Sollte die Verfassungsreform vom Volk angenommen werden, wird nur noch das Parlament ordentliche Gesetze und das Haushaltsgesetz verabschieden. Auch die Vertrauensfrage kann nur noch im Parlament gestellt werden. Der Senat soll nur noch als eine Art Vertretungsorgan für die Regionen dienen. Die Anzahl der Senatoren soll von 315 auf hundert reduziert werden, die auch nicht mehr direkt vom Volk gewählt werden. Weitere fünf Senatoren würden für sieben Jahre vom Staatspräsidenten ernannt.

Weiterhin soll der Nationalrat für Wirtschaft und Arbeit, der auch Gesetzesinitiativen einbringen darf, ganz abgeschafft werden. In etwa zwanzig Bereiche, unter anderem Umwelt, Hafen- und Flughafenverwaltung, Transport und Schifffahrt, Energieerzeugung und -verteilung, Beschäftigungspolitik, Arbeitsschutz, Berufsregelung, sollen wieder unter die ausschließliche Gesetzgebungszuständigkeit des Staates gestellt werden.

Ministerpräsident Renzi, der zu Beginn der Kampagne für eine Verfassungsreform sein politisches Schicksal von einer Zustimmung abhängig gemacht hatte, ruderte mittlerweile wieder zurück. Erklärte er diesen Sommer noch, dass „wenn das Referendum scheitert, [s]eine politische Zeit zu Ende ist“, so lautet der Tenor jetzt eher „Ich habe da einen Fehler gemacht, dass ich gesagt habe, das ist ein Referendum über Renzi. Egal, wie das Votum ausgeht, gewählt wird 2018.“

Die politische Pirouette von Renzi kommt wenig überraschend. Zum einen ist der Ausgang des Referendums ungewiss. Letzten Umfragen zufolge könnte Renzi verlieren. Zum anderen drücken weitere Probleme auf die Stimmung im Land. Die Politik der letzten Jahre hat die sozialen Spannungen in Italien dramatisch verschärft. Laut einem Bericht von Caritas Italien vom 7. Oktober ist die Zahl der absolut Armen in acht Jahren von 1,8 Millionen auf 4,6 Millionen angestiegen.

Es kommt immer öfter zu Streiks und Demonstrationen. Zuletzt folgten am 21. Oktober über eine Million Menschen in ganz Italien einem Streikaufruf der Basisgewerkschaft. Die Basisgewerkschaften, die sich selbst als alternative Gewerkschaften sehen, haben regen Zulauf. Die traditionellen Gewerkschaften gelten als Mitläufer bei den unpopulären Arbeits- und Marktreformen der Regierung Renzi.
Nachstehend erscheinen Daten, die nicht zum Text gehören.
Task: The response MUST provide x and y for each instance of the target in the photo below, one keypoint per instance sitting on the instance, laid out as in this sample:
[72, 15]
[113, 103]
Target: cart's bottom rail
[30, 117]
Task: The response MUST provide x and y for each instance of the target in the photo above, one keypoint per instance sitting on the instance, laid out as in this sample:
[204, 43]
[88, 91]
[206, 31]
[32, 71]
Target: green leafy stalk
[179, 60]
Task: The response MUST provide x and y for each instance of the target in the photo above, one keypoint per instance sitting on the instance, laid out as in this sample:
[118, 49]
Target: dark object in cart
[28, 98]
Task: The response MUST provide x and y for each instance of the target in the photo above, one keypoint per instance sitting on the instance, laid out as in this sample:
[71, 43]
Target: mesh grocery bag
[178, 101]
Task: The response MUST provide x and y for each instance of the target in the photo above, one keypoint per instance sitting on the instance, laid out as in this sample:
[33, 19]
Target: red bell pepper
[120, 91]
Hinzukommen der Streit über den richtigen Umgang mit den Flüchtlingen, die Problembank Monte die Paschi, die auf faulen Krediten in Höhe von 360 Milliarden sitzt, und der Streit mit der EU-Kommission über das geplante Defizit von 2,3 Prozent für Italien. Die EU-Kommission beharrt auf 2,2 Prozent. Der italienische Wirtschaftsminister warnte schon vorsorglich: „Sollte die EU unser Budget zurückweisen, wäre das der Anfang vom Ende.“

Nutznießer der politischen Unruhen ist die Fünf-Sterne-Bewegung von Beppe Grillo. Schon früh positionierte sich die Bewegung gegen die Verfassungsreform. Auch die Lega Nord mobilisiert massiv gegen die Reform. Der föderale Parteisekretär der Lega Nord, Matteo Salvini, forderte zur Blockade mehrerer norditalienischer Städte, wie Mailand und Bologna auf.
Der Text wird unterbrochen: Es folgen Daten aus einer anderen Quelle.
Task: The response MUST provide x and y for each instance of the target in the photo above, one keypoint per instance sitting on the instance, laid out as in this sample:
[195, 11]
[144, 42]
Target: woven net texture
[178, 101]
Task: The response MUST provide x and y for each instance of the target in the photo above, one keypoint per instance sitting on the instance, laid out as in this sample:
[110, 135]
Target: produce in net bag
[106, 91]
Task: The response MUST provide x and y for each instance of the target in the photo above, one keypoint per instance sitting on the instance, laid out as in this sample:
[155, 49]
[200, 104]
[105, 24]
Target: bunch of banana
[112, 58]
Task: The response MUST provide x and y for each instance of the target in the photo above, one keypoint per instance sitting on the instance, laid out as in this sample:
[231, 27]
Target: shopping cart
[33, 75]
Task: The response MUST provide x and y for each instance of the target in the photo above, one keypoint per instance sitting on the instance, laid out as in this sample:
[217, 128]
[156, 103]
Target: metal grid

Die Vorstellung, dass Gegner der EU wie Beppe Grillo oder die Lega Nord demnächst die Geschicke in Italien bestimmen könnten, sorgt für Panik beim italienischen Establishment und bei der Europäischen Union. Zumal man dort auf Volksbegehren nicht gerade gut zu sprechen ist.
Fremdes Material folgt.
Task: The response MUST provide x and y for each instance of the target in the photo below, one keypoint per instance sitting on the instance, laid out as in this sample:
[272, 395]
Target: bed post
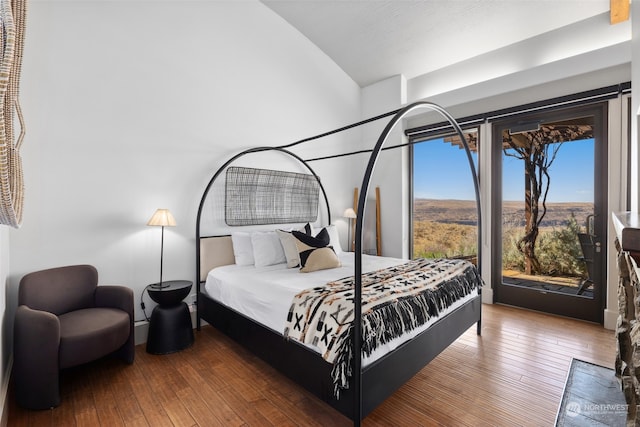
[364, 189]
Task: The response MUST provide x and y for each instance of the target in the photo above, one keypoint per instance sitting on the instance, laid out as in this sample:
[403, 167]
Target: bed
[232, 296]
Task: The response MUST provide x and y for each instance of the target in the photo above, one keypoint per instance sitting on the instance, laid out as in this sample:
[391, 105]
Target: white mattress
[265, 293]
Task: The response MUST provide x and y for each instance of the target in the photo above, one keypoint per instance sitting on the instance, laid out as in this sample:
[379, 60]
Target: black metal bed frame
[382, 377]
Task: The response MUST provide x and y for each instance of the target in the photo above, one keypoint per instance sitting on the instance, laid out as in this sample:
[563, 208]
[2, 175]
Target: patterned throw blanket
[394, 300]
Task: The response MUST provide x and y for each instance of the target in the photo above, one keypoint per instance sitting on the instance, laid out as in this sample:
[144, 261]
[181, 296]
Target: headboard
[253, 193]
[215, 251]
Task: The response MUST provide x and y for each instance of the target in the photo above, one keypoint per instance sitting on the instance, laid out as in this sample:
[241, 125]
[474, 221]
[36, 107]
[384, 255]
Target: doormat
[592, 397]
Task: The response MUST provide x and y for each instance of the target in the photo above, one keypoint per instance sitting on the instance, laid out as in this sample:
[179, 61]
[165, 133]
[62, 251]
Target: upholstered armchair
[65, 319]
Doch die größte Gefahr für Ministerpräsident Matteo Renzi kommt auf einmal aus der eigenen Partei. Ex-Regierungschef Massimo d´Alema hat damit begonnen, Abtrünnige und Frustrierte zu sammeln, um beim Referendum mit Nein zu stimmen. Und bis zum 4. Dezember kann in Italien noch viel passieren.